I decided to go with a prompt from the DailyPost today. The prompt:

“And they lived happily ever after.” Think about this line for a few minutes. Are you living happily ever after? If not, what will it take for you to get there?

Something my mom always used to say to me that annoyed me to no end as a teenager was that happiness was a choice. My teenager self couldn’t believe that despite all the craziness going on in my life that somehow I could still choose to be happy. Didn’t she know what I was going through? What so-and-so said? What so-and-so did? That I wasn’t this, or I wasn’t that? And so on, and so on.

I think I interpreted happiness as meaning “never feel sadness.” Or “bad things won’t happen to me.” It took me a long time to understand what she actually meant, and even longer to agree with it.

PERSPECTIVE

Something that helped open my eyes was perspective. That is what makes choosing to be happy, despite our circumstances, possible. Sometimes I wish I could give my teenage self the perspective of where I was at that point. That high school ends. That there were so many awesome adventures ahead.
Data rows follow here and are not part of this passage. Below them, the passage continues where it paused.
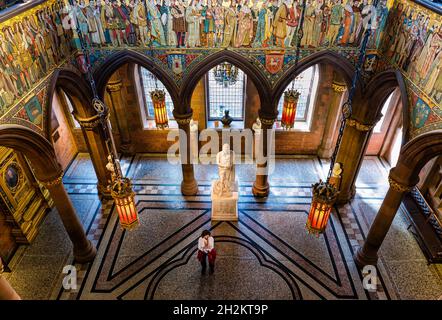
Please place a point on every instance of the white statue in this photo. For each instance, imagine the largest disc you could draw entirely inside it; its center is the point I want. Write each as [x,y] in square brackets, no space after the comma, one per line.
[256,125]
[225,160]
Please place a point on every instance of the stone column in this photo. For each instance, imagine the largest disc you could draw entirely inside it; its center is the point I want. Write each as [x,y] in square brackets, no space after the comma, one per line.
[6,291]
[98,151]
[350,155]
[114,89]
[189,186]
[327,143]
[83,249]
[368,254]
[261,186]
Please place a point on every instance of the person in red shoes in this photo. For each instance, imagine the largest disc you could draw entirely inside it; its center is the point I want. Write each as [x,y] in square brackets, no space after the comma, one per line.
[206,251]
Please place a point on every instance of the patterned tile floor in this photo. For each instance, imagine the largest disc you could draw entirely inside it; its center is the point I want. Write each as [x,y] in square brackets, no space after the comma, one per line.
[265,255]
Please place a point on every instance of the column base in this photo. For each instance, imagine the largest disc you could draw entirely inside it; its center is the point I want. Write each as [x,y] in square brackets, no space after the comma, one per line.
[189,188]
[261,191]
[85,255]
[362,260]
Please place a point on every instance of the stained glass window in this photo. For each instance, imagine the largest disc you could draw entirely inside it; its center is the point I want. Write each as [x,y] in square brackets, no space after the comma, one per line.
[225,95]
[305,83]
[149,84]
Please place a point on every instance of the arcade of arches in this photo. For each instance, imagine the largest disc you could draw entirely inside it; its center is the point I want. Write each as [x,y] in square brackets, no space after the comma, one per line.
[56,209]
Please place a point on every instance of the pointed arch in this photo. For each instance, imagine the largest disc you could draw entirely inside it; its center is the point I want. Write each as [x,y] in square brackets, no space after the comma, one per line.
[36,148]
[200,69]
[118,59]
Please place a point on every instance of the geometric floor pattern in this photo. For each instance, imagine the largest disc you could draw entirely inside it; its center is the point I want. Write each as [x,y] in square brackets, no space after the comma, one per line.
[267,254]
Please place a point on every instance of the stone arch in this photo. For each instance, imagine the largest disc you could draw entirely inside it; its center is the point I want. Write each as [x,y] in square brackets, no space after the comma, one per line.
[417,152]
[118,59]
[36,148]
[78,90]
[341,64]
[201,68]
[378,90]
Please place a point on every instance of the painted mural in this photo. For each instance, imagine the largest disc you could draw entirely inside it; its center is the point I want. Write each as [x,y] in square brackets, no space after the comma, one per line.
[227,23]
[412,41]
[32,44]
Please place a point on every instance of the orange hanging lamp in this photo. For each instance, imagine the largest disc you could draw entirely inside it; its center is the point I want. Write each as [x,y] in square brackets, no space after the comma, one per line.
[291,98]
[124,198]
[159,107]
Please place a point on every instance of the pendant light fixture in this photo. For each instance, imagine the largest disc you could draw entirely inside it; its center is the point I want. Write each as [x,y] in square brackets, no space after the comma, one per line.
[325,193]
[120,187]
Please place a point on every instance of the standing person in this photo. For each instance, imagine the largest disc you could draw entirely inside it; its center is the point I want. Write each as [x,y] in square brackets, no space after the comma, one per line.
[206,249]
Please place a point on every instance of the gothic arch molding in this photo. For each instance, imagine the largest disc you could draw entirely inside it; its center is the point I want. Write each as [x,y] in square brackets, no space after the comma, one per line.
[340,64]
[118,59]
[200,69]
[378,90]
[37,149]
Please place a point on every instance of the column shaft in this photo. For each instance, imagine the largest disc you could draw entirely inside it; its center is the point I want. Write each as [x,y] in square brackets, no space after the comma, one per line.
[83,249]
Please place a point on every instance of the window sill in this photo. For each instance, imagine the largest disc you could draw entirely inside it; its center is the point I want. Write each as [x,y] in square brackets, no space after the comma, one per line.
[150,125]
[216,124]
[298,127]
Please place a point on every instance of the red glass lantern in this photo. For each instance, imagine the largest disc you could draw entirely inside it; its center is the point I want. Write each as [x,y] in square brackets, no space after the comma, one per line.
[289,108]
[159,108]
[124,198]
[324,196]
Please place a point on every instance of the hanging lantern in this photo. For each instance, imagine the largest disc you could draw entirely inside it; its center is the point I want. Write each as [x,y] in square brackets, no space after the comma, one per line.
[159,107]
[124,198]
[289,108]
[324,196]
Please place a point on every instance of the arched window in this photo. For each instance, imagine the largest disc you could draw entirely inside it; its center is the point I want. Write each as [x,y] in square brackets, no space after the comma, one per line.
[70,106]
[148,84]
[225,90]
[385,107]
[306,83]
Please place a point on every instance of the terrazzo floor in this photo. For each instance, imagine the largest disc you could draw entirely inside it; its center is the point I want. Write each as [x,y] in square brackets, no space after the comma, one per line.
[267,254]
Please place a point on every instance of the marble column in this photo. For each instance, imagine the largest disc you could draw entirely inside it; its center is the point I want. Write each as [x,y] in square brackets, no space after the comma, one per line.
[116,97]
[350,154]
[83,249]
[98,151]
[261,186]
[6,291]
[189,186]
[332,123]
[368,254]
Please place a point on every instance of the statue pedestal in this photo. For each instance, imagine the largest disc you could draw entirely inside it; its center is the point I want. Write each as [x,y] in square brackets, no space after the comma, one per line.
[225,208]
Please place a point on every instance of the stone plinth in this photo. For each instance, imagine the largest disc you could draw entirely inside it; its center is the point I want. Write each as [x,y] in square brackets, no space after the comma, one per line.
[225,208]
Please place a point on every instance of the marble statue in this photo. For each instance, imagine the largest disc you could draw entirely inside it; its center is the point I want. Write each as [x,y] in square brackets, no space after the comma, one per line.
[225,160]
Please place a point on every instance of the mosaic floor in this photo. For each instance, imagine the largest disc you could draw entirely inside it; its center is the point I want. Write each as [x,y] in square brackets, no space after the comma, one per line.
[265,255]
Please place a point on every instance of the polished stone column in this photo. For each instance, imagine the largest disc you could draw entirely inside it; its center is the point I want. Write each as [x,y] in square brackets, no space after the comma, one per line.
[261,186]
[83,249]
[189,186]
[331,125]
[114,89]
[6,291]
[350,155]
[98,151]
[368,254]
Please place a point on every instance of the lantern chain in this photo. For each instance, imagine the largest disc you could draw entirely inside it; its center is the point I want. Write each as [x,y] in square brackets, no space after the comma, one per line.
[347,107]
[98,105]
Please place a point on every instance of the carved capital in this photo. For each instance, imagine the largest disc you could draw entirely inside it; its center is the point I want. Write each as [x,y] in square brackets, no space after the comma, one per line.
[359,126]
[339,86]
[89,123]
[267,122]
[53,182]
[113,86]
[396,186]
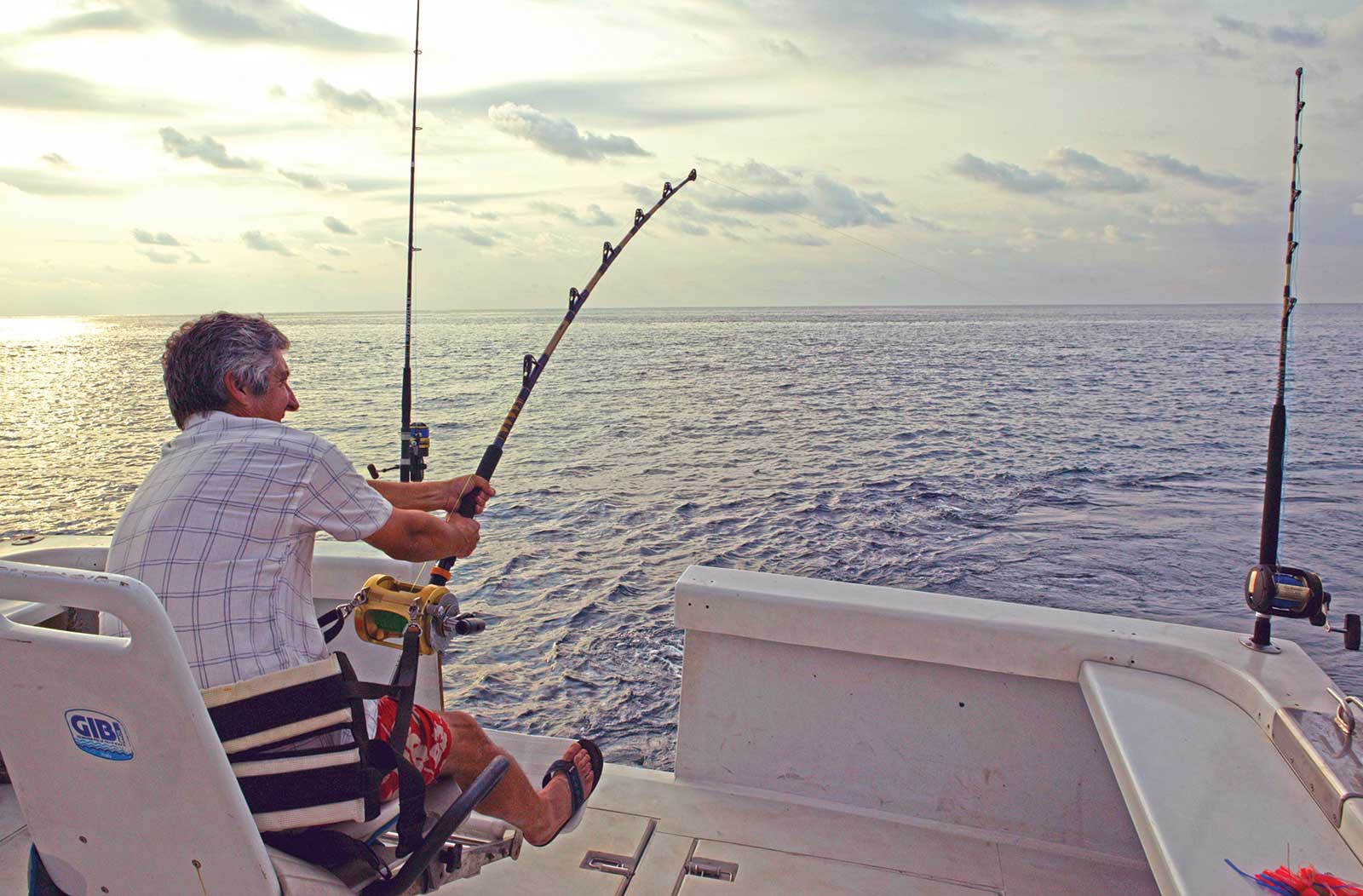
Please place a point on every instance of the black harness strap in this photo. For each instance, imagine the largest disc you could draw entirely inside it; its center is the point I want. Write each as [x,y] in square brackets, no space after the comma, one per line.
[411,784]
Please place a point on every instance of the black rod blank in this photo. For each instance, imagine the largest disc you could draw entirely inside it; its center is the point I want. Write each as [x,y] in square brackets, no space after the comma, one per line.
[535,366]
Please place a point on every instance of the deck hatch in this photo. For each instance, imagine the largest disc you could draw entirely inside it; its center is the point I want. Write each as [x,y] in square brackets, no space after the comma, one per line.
[712,869]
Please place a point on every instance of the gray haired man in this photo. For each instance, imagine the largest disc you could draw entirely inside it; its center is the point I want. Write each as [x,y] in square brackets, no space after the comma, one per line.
[222,531]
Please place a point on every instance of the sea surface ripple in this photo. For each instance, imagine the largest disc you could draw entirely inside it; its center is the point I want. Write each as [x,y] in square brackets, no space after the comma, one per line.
[1104,459]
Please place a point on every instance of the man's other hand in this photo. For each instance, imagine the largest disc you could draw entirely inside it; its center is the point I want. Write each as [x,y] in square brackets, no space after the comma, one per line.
[457,488]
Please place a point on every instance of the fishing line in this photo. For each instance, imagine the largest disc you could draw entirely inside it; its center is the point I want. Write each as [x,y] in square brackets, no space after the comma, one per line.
[855,238]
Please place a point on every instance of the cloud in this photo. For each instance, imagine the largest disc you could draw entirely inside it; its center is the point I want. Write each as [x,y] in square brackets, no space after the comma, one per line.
[359,101]
[99,20]
[1095,175]
[304,180]
[559,135]
[633,101]
[49,184]
[802,238]
[595,214]
[783,48]
[1212,47]
[688,227]
[1185,170]
[869,32]
[474,237]
[1292,36]
[154,238]
[204,149]
[37,89]
[1297,36]
[160,257]
[767,202]
[1239,26]
[1006,176]
[231,22]
[261,243]
[750,172]
[840,206]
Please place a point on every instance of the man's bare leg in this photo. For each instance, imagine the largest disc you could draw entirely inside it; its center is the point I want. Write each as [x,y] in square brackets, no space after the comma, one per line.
[538,813]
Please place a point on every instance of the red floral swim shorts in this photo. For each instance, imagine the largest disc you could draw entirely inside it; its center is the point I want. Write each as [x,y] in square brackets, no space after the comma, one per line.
[428,744]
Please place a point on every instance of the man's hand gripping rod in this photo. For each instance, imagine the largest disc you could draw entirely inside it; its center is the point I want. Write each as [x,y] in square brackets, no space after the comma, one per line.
[533,368]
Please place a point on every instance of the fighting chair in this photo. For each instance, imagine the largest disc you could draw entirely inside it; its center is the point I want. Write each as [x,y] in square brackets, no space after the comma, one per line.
[127,789]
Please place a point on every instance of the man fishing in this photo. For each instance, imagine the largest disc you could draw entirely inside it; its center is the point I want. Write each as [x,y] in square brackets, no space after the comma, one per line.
[222,531]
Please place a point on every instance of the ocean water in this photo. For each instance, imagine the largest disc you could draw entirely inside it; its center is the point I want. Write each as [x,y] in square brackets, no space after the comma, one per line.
[1104,459]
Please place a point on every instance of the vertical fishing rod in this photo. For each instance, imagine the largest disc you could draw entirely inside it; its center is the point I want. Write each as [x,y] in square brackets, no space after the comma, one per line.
[416,438]
[1278,425]
[532,366]
[1272,589]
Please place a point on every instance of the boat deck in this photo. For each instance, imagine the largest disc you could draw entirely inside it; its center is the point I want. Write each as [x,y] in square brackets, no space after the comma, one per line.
[781,847]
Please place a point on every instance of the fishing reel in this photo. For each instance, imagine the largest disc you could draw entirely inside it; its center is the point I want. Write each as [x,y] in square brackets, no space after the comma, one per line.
[385,609]
[1295,594]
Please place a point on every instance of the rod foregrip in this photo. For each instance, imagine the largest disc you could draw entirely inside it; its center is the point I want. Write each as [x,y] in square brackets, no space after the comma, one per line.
[491,457]
[1274,486]
[486,468]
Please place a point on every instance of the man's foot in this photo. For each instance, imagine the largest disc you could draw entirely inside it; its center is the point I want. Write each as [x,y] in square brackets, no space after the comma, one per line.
[567,784]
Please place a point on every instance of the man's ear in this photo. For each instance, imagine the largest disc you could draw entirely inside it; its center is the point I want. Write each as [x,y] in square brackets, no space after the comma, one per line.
[236,395]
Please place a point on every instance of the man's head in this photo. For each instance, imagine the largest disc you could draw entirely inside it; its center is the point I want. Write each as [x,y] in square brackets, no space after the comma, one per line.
[228,363]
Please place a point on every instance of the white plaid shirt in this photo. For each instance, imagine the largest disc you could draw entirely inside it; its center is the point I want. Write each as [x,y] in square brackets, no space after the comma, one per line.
[222,530]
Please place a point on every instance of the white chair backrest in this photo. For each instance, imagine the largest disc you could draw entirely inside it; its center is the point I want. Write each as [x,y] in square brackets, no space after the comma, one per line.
[113,759]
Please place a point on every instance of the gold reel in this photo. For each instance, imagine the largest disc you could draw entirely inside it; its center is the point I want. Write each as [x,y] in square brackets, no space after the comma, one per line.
[386,607]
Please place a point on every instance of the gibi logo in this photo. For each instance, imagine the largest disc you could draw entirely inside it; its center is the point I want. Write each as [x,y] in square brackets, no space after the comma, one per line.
[99,734]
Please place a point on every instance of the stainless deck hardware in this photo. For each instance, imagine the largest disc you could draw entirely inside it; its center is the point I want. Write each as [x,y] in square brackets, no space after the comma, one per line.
[1344,716]
[608,862]
[1321,750]
[712,869]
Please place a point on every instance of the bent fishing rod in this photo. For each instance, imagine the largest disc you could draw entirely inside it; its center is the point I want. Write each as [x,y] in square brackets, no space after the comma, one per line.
[532,366]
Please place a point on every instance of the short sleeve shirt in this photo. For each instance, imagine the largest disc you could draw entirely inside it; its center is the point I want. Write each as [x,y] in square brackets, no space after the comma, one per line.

That I’m strong enough to overcome any challenge. That’s why they say hindsight is 20/20.

One thing that helps me keep things in perspective is my belief in God. I realize there may be some of you out there who don’t believe in God, and that’s all right. I’m very a much a live-and-let-live person. But my belief helps me and gives me the perspective that hurts are temporary and shows me how to choose happiness rather than let life’s difficulties drag me down to misery.

viktor frankl

But you don’t have to take my word for it. Try the words of Holocaust survivor Viktor Frankl.

Everything can be taken from a man but one thing: the last of human freedoms – to choose one’s attitude in any given set of circumstances, to choose one’s own way.

I can’t imagine being locked in a concentration camp, wondering when it might be my turn for extermination. Yet Viktor still had this perspective. Can one really choose happiness in such terrible circumstances?